Polycarbonates have been known for a number of years. U.S. Pat. No. 3,301,824 (1967) describes the preparation of carbonate homopolymers and random copolymers with cyclic lactones. While the patent generally discloses the polymers as having utility as moldings, coatings, fibers and plasticizers, there is no appreciation whatsoever of biodegradable fibers composed in whole or in part of such polycarbonates.
In addition, there is no appreciation for the usefulness and importance of substituted polyaliphatic carbonates as fiber forming polymeric compositions since in the above patent, it is caprolactone, the dominant co-monomer, which offers the necessary crystalline character needed for fiber formation.
U.S. Pat. Nos. 4,243,775 (1981) and 4,429,080 (1984) disclose the use of aliphatic carbonate-containing polymers in certain medical applications as sutures and medical fasteners. However, this disclosure is clearly limited only to "ABA" and "AB" type block copolymers where only the "B" block contains poly (trimethylene carbonate) or a random copolymer of glycolide with trimethylene carbonate. The A block is necessarily limited to polyglycolide, which is the only component to confer the crystalline character in the polymer (necessary for fiber formation); and the major portion of the polymers is the glycolide.

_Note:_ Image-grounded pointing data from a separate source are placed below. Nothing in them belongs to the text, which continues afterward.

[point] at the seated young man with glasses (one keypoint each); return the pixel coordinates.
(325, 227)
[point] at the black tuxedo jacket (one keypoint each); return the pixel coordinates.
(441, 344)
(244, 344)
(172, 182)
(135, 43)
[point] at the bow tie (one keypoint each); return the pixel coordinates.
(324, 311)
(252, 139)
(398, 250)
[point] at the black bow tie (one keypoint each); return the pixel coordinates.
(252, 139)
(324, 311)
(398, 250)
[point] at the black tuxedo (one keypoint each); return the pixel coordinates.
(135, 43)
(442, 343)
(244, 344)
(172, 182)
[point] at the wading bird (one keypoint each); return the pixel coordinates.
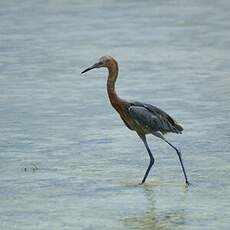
(140, 117)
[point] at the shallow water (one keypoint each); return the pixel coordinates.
(66, 159)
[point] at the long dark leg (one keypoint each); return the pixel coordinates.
(180, 158)
(151, 158)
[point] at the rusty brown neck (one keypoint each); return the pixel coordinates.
(113, 74)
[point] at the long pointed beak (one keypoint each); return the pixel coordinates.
(97, 65)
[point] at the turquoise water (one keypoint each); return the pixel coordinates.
(66, 159)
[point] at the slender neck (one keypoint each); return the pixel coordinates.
(113, 74)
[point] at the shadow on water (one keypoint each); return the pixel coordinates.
(154, 218)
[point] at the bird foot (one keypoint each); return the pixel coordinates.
(187, 183)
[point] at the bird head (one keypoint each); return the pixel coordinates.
(104, 61)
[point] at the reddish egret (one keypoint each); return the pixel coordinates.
(140, 117)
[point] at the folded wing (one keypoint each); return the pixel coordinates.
(153, 119)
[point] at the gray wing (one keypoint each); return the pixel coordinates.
(153, 118)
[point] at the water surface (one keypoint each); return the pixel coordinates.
(66, 159)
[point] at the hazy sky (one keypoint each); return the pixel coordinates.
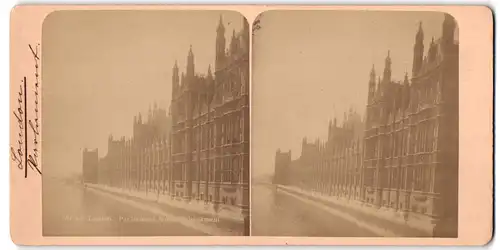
(102, 68)
(309, 66)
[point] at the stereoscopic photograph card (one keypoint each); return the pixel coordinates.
(251, 125)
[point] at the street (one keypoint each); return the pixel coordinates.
(278, 214)
(71, 210)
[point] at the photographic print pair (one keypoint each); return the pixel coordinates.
(334, 123)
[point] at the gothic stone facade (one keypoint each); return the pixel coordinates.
(201, 150)
(142, 162)
(210, 126)
(407, 162)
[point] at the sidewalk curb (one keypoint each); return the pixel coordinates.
(165, 205)
(401, 229)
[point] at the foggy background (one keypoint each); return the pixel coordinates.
(310, 66)
(100, 68)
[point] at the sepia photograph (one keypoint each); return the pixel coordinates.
(145, 123)
(355, 124)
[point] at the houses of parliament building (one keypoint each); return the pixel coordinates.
(403, 156)
(199, 149)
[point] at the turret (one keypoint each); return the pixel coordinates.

Accordingly, the art has failed to fully appreciate the potential biological or medical uses of biopolymers based on aliphatic carbonates, especially with respect to their biodegradable or bioresorbable properties, as well as the range of mechanical properties achievable with these materials.

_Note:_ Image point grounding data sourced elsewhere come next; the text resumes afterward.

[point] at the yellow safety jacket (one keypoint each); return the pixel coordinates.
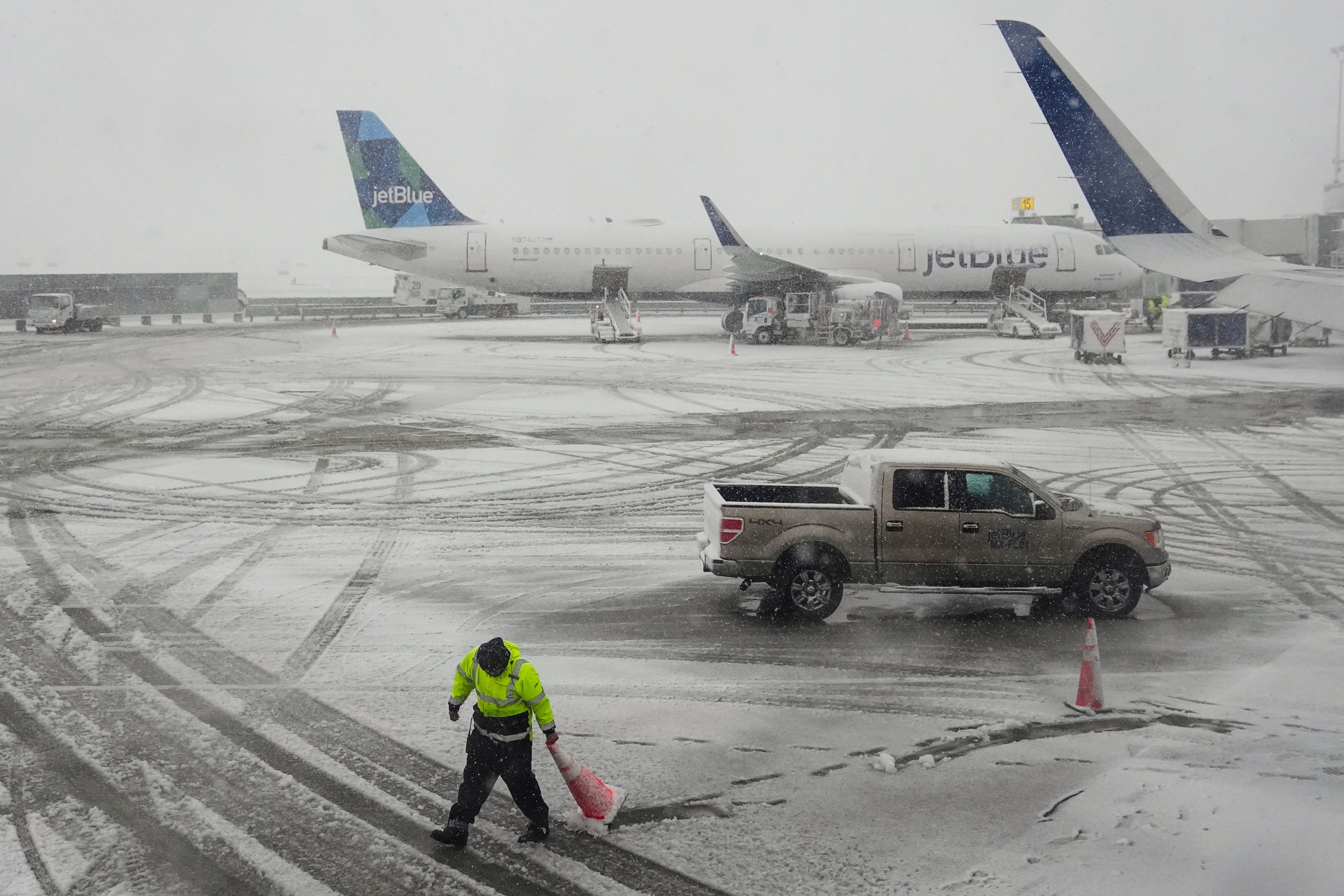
(505, 703)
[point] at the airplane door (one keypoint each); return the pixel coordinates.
(476, 250)
(702, 254)
(1065, 245)
(906, 253)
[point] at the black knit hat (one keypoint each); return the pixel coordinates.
(492, 657)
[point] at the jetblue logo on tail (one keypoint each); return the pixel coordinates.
(401, 197)
(392, 187)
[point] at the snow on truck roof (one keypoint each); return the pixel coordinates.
(927, 457)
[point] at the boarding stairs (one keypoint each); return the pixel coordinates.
(1031, 308)
(619, 322)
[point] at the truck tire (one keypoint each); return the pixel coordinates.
(810, 589)
(1108, 584)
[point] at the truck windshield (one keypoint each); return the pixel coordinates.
(1042, 492)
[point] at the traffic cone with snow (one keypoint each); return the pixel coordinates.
(596, 800)
(1089, 678)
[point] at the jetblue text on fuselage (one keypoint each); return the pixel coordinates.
(402, 197)
(1034, 257)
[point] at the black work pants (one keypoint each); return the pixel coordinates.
(487, 762)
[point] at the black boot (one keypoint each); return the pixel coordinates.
(535, 835)
(452, 836)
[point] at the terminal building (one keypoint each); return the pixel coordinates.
(127, 293)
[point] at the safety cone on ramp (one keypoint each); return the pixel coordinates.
(597, 801)
(1089, 678)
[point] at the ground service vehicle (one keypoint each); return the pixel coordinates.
(1223, 331)
(819, 318)
(1097, 338)
(458, 301)
(939, 519)
(60, 312)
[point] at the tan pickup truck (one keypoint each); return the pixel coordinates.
(945, 519)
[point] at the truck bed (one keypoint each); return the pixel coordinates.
(783, 494)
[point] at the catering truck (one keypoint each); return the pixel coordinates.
(935, 519)
(60, 312)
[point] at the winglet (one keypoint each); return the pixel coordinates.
(392, 187)
(1125, 187)
(729, 238)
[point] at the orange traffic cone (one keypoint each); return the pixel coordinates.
(596, 800)
(1089, 678)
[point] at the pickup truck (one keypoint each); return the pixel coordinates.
(936, 519)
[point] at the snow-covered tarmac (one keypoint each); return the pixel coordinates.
(241, 565)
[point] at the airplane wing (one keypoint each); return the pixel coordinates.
(1143, 211)
(750, 267)
(374, 248)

Bioresorbable polymers have been used in the fabrication of devices for implantation in living tissue for several decades. Medical application of such polymers include absorbable sutures, haemostatic aids and, recently, intraosseous implants and slow-released drug delivery systems, to name but a few.
Use of such polymers has been extended to tissue regeneration devices such as nerve channels, vascular grafts, sperm duct channels, fallopian tube ducts or channels and the like. To be effective, these devices must be made from materials that meet a wide range of biological, physical, and chemical prerequisites. The material must be bioresorbable at least in part, nontoxic, noncarcinogenic, nonantigenic, and must demonstrate favorable mechanical properties such as flexibility, suturability in some cases, and amenability to custom fabrication. The biopolymers of the present invention have all of these attributes.